Adrienne found the lump that led us down the cancer path during a regular self-exam. The location, close to the outer part of her breast, made it possible for her to determine that it wasn’t a normal part of her breast tissue. Between the initial doctor visit and the first surgery, Adrienne’s tumor went from stage 1 to a stage 2. In six weeks. I keep thinking about what would have happened with her very aggressive cancer had it been back closer to her chest wall where it wouldn’t have been so obvious.

I have a lot of emotional contexts related to what happened to my daughter, but what terrifies me is that but for luck of location, instead of hugging her hello when she visited last weekend, I could have been holding her hand as she took her last breath. And there is such frustration because although the survival rate for breast cancer diagnosed at stage 1 is 99%, we don’t test for it.

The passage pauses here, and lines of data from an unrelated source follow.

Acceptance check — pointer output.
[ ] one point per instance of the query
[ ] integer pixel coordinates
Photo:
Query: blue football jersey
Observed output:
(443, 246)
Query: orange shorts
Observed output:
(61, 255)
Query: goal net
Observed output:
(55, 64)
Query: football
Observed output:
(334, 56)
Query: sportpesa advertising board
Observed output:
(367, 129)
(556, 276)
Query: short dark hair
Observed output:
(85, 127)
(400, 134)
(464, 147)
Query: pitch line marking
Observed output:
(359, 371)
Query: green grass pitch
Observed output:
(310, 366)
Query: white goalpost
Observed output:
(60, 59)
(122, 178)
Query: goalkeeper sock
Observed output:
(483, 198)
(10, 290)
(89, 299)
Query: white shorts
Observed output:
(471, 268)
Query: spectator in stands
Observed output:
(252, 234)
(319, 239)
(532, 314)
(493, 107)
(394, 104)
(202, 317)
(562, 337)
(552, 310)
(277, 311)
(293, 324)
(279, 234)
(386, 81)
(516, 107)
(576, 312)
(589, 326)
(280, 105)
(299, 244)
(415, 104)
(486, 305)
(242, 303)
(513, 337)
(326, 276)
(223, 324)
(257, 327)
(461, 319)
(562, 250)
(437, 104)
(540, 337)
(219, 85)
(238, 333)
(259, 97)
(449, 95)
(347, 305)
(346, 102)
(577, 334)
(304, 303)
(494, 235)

When I was in my early 20s, my annual physical began to include a test to detect cervical cancer because cervical cancer typically develops slowly over a number of years, and if caught early, can be curable. Regardless of whether or not a young woman had symptoms of disease it was recommended to check it out just in case. I never questioned the wisdom of the test despite its unpleasantness because it could potentially save my life.

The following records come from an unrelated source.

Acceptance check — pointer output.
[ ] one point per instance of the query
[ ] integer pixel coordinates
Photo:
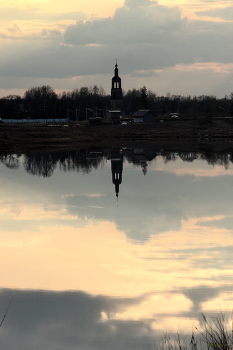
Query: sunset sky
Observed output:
(182, 47)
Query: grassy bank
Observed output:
(190, 134)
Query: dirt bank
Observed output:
(192, 134)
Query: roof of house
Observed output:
(141, 113)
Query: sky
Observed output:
(181, 47)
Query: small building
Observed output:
(145, 116)
(115, 116)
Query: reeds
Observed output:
(215, 333)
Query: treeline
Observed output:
(80, 104)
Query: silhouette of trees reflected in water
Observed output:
(85, 160)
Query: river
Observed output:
(105, 249)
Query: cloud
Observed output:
(225, 13)
(129, 25)
(69, 320)
(33, 13)
(145, 37)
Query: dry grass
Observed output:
(216, 333)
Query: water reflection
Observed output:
(85, 272)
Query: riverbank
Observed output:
(186, 134)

I simply cannot understand why we don’t do the same for breast cancer. Breast cancer is not a disease restricted to a woman’s age any more than many of the other health conditions humans are regularly tested for. Breast cancer kills more women annually than diabetes and yet blood sugar levels are analyzed with every physical.

None of us wants to acknowledge that a young woman full of joy and enthusiasm for life could have a secret enemy within. Adrienne first noticed the lump a full two months before she decided to get it checked out, because denial is a very powerful thing. I can’t help wonder, though, if mammograms were a part of a regular checkup, would her cancer have been discovered even earlier because it would have been NORMAL for both she and the medical system to look for it? That maybe she could have avoided the lifelong impact of the treatments that were needed to address the aggressive nature of her disease because at stage 1 not all of them would have been necessary? That we could save young women like my daughter from the pain of discovering that treatment has potentially taken away their ability to have children?

The only reason I can think of is cost. And that just isn’t good enough.